A tip of the hat to Giant/Martin’s, Weis and Redner’s for once again hosting their annual charity golf outings. All three retailers do a great job of saluting their vendors while also raising millions of dollars for mainly local charities.

From the obit desk, we have some deaths to report. I was saddened to hear of the passing of Jack DiFiore, 89, former president of A&P’s Super Fresh division, and one of the good guys in our business. A native of Camden, NJ, “Gentleman Jack” joined the Tea Company in 1949. He rose through the ranks, becoming president of the chain’s Super Fresh unit in 1984. He later became COO of A&P’s Waldbaum’s banner in the 1990’s before retiring. I have only good things to say about Jack – he was kind and fair and always willing to discuss the challenges that his company was facing…one of Broadway’s leading lights for the past 50 years, Hal Prince, has left us. Prince, 91, directed some of the theatre’s greatest musicals, including “Cabaret,” “The Phantom Of The Opera” and “Sweeny Todd.” Earlier in his career, Prince produced such groundbreaking shows as “West Side Story,” “Damn Yankees” and “Fiddler On The Roof.” Born and raised in new York City, Prince said he fell in love with the theater at the age of eight, when he attended a production of “Julius Caesar” starring Orson Wells. All told, Hal Prince won an astonishing 21 Tony Awards…I am very sad to report the passing of NFL Hall of Fame linebacker Nick Buoniconti. The Notre Dame alumnus played in the league for 15 years and was named to the Pro Bowl eight times. He also won two Super Bowls, one of which as a member of the undefeated Miami Dolphins in 1973. However, Buoniconti’s off the field contributions were more important. After his son Marc was paralyzed after making a tackle in 1985 playing for The Citadel, Buoniconti created the Miami Project, which sought a cure for paralysis. He worked tirelessly to raise money and bring greater awareness to the challenges facing those who have been paralyzed. “Today, with a heavy heart and profound sorrow, my family and the entire Miami Project To Cure Paralysis and Buoniconti Fund community mourn the loss of a man who was truly larger than life, my father, NFL Hall of Famer Nick Buoniconti,” Marc said. “My dad has been my hero and represents what I have always aspired to be: a leader, a mentor and a champion.” In later life Buoniconti, 78, struggled with memory loss issues which he thought were CTE related as a result of his football career. He vowed to donate his brain to CTE research when he diefind.

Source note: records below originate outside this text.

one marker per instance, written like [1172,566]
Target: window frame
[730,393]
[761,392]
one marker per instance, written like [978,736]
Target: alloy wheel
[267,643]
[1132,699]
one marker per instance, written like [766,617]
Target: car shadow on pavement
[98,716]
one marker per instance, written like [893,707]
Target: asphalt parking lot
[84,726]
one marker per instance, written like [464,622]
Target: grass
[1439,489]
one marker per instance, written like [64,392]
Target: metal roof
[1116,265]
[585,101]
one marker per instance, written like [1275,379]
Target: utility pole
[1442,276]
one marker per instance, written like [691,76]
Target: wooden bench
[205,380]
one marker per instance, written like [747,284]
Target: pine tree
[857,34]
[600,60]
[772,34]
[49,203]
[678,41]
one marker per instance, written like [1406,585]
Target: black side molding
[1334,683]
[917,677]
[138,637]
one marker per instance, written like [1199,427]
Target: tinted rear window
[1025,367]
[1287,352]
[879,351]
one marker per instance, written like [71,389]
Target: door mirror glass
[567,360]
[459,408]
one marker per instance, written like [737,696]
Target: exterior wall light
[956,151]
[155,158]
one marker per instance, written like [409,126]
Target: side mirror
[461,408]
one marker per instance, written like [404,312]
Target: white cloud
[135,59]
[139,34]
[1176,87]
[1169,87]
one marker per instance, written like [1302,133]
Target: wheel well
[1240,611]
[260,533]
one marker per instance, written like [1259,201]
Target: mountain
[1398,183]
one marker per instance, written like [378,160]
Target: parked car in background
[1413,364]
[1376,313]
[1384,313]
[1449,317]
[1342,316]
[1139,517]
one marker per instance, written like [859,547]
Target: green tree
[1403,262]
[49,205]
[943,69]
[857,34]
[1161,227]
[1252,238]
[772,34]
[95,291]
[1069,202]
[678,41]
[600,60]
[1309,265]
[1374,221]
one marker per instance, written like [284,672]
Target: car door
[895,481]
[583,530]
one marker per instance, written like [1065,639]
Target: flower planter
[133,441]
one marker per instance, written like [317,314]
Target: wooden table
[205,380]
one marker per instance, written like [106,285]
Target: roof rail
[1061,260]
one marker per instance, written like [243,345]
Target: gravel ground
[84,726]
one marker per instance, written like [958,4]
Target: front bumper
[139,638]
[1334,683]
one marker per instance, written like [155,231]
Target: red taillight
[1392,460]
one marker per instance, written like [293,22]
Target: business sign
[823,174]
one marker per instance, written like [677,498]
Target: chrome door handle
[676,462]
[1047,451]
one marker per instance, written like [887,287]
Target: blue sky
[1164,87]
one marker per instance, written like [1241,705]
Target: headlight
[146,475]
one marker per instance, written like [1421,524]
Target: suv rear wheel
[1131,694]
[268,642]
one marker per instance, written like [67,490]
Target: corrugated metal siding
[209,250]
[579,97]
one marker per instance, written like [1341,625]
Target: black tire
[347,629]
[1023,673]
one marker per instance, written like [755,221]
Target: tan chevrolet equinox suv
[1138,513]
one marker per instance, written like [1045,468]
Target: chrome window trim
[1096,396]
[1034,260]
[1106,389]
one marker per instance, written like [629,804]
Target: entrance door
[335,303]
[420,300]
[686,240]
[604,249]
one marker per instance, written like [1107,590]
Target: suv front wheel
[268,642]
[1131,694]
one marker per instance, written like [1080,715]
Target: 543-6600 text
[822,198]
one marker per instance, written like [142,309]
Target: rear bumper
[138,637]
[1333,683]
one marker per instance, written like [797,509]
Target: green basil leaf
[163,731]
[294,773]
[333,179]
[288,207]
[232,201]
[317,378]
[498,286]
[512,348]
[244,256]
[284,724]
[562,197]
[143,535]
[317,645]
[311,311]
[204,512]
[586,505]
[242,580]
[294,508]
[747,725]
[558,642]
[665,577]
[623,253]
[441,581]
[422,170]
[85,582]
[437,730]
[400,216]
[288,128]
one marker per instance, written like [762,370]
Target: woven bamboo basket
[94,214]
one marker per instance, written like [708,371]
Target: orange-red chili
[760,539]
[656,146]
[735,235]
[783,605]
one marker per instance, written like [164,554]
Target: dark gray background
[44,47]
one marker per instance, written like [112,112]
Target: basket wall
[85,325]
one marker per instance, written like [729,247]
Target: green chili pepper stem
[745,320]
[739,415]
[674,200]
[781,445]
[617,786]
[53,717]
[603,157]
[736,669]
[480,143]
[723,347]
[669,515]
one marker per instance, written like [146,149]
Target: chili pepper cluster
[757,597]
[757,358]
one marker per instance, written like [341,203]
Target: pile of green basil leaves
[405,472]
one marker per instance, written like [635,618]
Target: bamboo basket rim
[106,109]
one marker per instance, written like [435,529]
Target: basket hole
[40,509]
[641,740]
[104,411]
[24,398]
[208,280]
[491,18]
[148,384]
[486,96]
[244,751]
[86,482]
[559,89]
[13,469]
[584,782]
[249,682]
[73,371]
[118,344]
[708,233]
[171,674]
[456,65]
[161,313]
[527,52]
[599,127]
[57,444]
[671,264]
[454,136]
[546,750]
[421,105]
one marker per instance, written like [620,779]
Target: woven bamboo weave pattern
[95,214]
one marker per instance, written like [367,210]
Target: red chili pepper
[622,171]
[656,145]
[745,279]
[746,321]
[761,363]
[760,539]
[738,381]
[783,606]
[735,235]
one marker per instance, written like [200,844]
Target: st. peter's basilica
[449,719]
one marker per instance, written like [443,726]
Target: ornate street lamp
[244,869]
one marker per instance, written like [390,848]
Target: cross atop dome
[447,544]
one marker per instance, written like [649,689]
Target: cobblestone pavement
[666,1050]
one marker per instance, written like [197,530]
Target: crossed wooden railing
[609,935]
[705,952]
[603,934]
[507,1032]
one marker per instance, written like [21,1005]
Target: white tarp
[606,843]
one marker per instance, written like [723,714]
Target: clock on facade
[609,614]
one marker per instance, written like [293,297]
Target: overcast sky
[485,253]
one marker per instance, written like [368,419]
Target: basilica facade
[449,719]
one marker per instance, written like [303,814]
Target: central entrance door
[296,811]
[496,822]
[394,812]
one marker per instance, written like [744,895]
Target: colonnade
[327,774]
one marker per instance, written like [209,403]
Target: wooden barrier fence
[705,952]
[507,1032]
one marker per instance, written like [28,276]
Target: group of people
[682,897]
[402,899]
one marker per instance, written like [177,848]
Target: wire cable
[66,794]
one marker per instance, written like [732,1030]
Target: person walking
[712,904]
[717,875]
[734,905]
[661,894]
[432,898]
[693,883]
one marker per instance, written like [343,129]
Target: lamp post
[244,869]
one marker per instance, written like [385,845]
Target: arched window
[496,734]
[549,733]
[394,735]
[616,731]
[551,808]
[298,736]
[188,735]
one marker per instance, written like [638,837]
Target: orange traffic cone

Finally, it’s with mixed feelings that I report the sale of one Washington’s greatest eating and drinking establishments – the Clyde’s Restaurant Group (CRG). The new owner is Graham Holdings, Inc. (yes, the same family that owned the Washington Post until 2013). Clyde’s has been around since 1963 when local entrepreneur Stuart Davidson opened a small pub in Georgetown and hired Georgetown student John Laytham as a dishwasher. Laytham rose through the ranks, ultimately becoming Davidson’s partner. Together they expanded their local empire to 13 locations (including the Old Ebbitt Grill near the White House, which is the highest grossing eatery in DC). Davidson passed away in 2001, Laytham died earlier this year and the company was discreetly put up for sale. Arlington, VA-based Graham Holdings, whose annual sales last year were $2.7 billion, also owns businesses in healthcare, education and media. In the early years of Food World, my retired partner Dick Bestany and I practically lived at the Clyde’s location in Columbia, MD. We conducted business, made many friends and perhaps were over-served on a few occasions. Those memories will last forever and continue today (especially when I dine there). One of those friends we met in the early 1980s was Tom Meyer, who came to Columbia as a chef and quickly moved through the ranks at Clyde’s. Today, he’s president of the CRG and we’re happy to note will be remaining in that role in the new organization. That’s good news for everyone involved.